Rosacea, Confidence and Me

I have been trawling through my laptop for the past few days to find a photo of when my rosacea was really bad. You know what? I could hardly find any evidence…which speaks volumes really. In all of the photos where I know I was suffering the worst, I had either deleted the awful ones there and then or I’m conveniently wearing shades OR i’m using my long hair to cleverly cover that bumpy red patch on my face.

There is one photo however that I found in an email for a casting call back in 2014 for the role of…wait for it…”woman with rosacea” Haha! I didn’t even get the part, ugh..

Rosacea
My Rosacea in 2014.

Spots?

Throwback to being an awkward teenager with a face full of spots. Remember that time? It felt like every day a new blemish would crop up. Looking in the mirror and seeing a spotty face looking back at you became the norm. Your saving grace was that you knew it probably wouldn’t last forever because all the grown ups of the world said things like:

“Oh, don’t you worry, everyone gets them at your age”

“I had spots when I was a teenager too”

“It will pass”

As annoying as it was to constantly be breaking out in spots, sure enough, over time that hormonal teenage skin calmed and the bad skin phase that once plagued your day to day became a thing of the past. Except not for me. As someone who has rosacea, I have found that the ‘spot’ talk I experienced as a teenager had come back to haunt me. I get a lot of the following:

“Maybe the sun will help and dry out all the spots?”

 “Can’t you get a cream to get rid of them?”

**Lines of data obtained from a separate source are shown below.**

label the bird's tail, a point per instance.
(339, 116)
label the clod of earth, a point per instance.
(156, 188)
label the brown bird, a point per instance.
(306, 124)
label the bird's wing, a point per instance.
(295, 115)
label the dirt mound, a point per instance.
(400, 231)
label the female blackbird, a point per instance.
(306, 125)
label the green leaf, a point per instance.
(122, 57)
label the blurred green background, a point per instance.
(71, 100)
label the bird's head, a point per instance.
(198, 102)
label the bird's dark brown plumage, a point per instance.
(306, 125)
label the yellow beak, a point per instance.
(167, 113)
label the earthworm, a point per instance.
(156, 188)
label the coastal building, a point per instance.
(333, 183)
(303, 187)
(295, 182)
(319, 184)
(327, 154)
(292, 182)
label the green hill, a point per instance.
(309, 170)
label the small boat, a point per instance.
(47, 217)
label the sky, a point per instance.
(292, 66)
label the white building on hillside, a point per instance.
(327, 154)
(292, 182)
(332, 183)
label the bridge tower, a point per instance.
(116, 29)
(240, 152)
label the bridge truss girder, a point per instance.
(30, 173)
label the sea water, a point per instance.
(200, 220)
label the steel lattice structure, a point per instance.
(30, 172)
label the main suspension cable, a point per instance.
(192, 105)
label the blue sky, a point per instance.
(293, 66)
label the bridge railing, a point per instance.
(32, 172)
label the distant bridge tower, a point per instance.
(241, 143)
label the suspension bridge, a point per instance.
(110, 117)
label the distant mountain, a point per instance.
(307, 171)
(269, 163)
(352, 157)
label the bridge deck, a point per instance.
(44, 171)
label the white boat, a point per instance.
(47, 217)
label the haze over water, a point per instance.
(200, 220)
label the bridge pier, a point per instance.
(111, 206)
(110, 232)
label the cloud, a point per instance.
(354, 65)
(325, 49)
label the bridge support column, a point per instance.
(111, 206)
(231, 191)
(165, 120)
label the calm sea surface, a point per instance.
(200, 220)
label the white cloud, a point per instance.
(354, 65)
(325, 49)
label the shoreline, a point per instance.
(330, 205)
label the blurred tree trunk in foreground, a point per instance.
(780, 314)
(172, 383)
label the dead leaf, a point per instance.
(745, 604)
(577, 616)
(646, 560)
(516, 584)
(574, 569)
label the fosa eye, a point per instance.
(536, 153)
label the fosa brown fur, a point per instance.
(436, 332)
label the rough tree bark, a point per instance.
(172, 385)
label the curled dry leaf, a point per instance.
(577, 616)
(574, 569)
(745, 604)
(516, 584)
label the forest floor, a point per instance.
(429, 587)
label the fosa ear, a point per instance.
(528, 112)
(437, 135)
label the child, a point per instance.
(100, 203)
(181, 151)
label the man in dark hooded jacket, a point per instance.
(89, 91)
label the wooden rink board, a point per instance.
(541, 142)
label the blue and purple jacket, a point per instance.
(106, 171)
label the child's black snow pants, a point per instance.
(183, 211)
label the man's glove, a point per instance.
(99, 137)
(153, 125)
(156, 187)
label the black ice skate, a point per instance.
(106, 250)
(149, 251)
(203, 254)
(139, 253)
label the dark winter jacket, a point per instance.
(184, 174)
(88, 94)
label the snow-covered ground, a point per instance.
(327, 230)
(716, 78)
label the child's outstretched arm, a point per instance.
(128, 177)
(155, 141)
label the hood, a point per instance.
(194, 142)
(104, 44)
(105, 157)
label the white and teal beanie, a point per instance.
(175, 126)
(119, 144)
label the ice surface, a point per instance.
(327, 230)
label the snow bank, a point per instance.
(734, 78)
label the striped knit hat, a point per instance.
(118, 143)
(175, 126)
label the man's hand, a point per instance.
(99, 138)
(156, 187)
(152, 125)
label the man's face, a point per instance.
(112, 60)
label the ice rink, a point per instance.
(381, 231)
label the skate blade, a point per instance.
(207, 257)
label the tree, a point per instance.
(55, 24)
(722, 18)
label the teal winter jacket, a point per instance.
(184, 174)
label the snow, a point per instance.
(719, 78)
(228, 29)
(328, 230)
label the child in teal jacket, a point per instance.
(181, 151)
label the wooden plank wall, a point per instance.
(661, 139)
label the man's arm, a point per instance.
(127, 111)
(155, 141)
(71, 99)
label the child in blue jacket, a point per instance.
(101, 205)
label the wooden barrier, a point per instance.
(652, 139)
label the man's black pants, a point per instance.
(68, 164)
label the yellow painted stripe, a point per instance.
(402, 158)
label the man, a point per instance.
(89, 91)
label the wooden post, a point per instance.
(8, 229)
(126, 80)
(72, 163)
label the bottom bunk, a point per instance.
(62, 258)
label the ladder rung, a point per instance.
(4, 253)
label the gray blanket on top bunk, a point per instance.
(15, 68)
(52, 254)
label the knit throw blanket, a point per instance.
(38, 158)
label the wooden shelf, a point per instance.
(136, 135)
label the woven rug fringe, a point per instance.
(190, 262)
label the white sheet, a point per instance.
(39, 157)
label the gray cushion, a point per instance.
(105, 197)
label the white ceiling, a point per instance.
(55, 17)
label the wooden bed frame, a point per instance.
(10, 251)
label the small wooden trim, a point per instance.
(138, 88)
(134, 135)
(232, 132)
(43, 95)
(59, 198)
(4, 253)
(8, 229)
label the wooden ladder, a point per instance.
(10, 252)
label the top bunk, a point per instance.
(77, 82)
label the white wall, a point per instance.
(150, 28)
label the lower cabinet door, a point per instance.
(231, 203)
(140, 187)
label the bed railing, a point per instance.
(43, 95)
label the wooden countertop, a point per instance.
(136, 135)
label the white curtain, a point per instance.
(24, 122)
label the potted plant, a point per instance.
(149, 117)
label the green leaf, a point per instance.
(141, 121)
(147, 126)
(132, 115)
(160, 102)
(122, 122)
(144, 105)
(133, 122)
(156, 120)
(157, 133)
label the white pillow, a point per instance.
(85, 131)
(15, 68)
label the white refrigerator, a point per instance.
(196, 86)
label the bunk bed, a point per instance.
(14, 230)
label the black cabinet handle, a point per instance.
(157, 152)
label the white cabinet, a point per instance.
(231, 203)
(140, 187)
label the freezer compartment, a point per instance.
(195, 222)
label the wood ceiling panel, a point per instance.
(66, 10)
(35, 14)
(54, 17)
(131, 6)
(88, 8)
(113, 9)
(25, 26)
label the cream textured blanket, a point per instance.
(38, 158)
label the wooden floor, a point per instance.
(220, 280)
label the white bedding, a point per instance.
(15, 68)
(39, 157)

“I’m sure it won’t last forever”

All of these words of advice or concern come from a good place, but if like me you have rosacea, you will know it is one of the most complicated skin conditions to control and live with and it isn’t as simple as following any of the advice above. It has been at times embarrassing, frustrating and confidence knocking.

Rosacea is a long term skin condition that cannot be completely cured. It can be controlled. It is not the same as having spots. In the last couple of years i’ve noticed there is more of an understanding of what it is but there’s still a long way to go.

My Rosacea diagnosis

When I was 25 I started to notice day to day that my cheeks felt really itchy and uncomfortable.  They looked blotchy and slightly sore to touch. No actual spots though. Strange. As someone who was used to the occasional breakout, I thought it was nothing more than my skin playing up a bit. For a good couple of months this continued. The itchy, burning sensation became more familiar and literally overnight one day my cheeks erupted into small little bumps. Spots! Okay, nothing a bit of spot cream can’t fix, right? Wrong.

I could not get rid of them and my skin constantly looked red and angry so I naturally did some internet self diagnosis work and this ROSACEA word kept cropping up. Following this was a trip to the doctors and I left with antibiotics and a special topical gel. HURRAH it helped, and a few months later my skin looked happy again. I came off the antibiotics. Then it came back. *face palm* I felt like crap and I didn’t like the face that was looking back a me.

What Happened Next?

What then ensued was a good couple of years taking various trips back to the dermatologist alongside teaching myself how to keep flare ups at bay. I’ve really jumped on the natural skincare bandwagon and pay close attention to my diet these days. I have been incredibly lucky to have laser treatment on my face too, which has been a massive step forward in controlling my symptoms.

I can now say I’m at my most confident i’ve ever been with my skin condition. It has taken almost 5 years to get to this point. It has been a roller coaster. Waking up every morning scared of what might make you flare up is a horrible, gut wrenching feeling. Having to go to work, meet up with friends…I was always concerned about what people thought of my appearance. Nobody should ever feel like they are not in a good place. I didn’t want to settle for that feeling of being unhappy in my looks and hated that I had low self esteem. You have to keep going until you find what works for you.

Confidence is key. Rosacea won’t beat me

If you feel like your rosacea is having an adverse effect on your day to day mood and self esteem, go back to your GP or dermatologist and tell them how much it’s affecting you.   I really had to push to be heard. You may feel a bit silly. “I’m being vain” but your self confidence and happiness is extremely important. Having rosacea or any chronic skin condition can be debilitating and really hard to come to terms with. I know there were plenty of times where I felt extremely ugly, overwhelmingly self-conscious and at times I even avoided social gatherings because of it.

Some rosacea tips from Herbs and Herbs

  • Drink lots of water and Green tea. Hydrated skin is happy skin and Green tea is full of antioxidants to protect and defend your skin.
  • Try to consume as little dairy in your diet as possible. Check out my Rosacea and your Diet blog post too, this may be of use!
  • Try a gentle cleansing routine. I cleanse with with coconut oil everyday and remove with rose water.
  • Wear SPF daily. Check out my other blog posts or Instagram to see what I love using.
  • Gentle exercise! I enjoy pilates and yoga. Neither cause my skin to flush or flare up like an intense work out session would.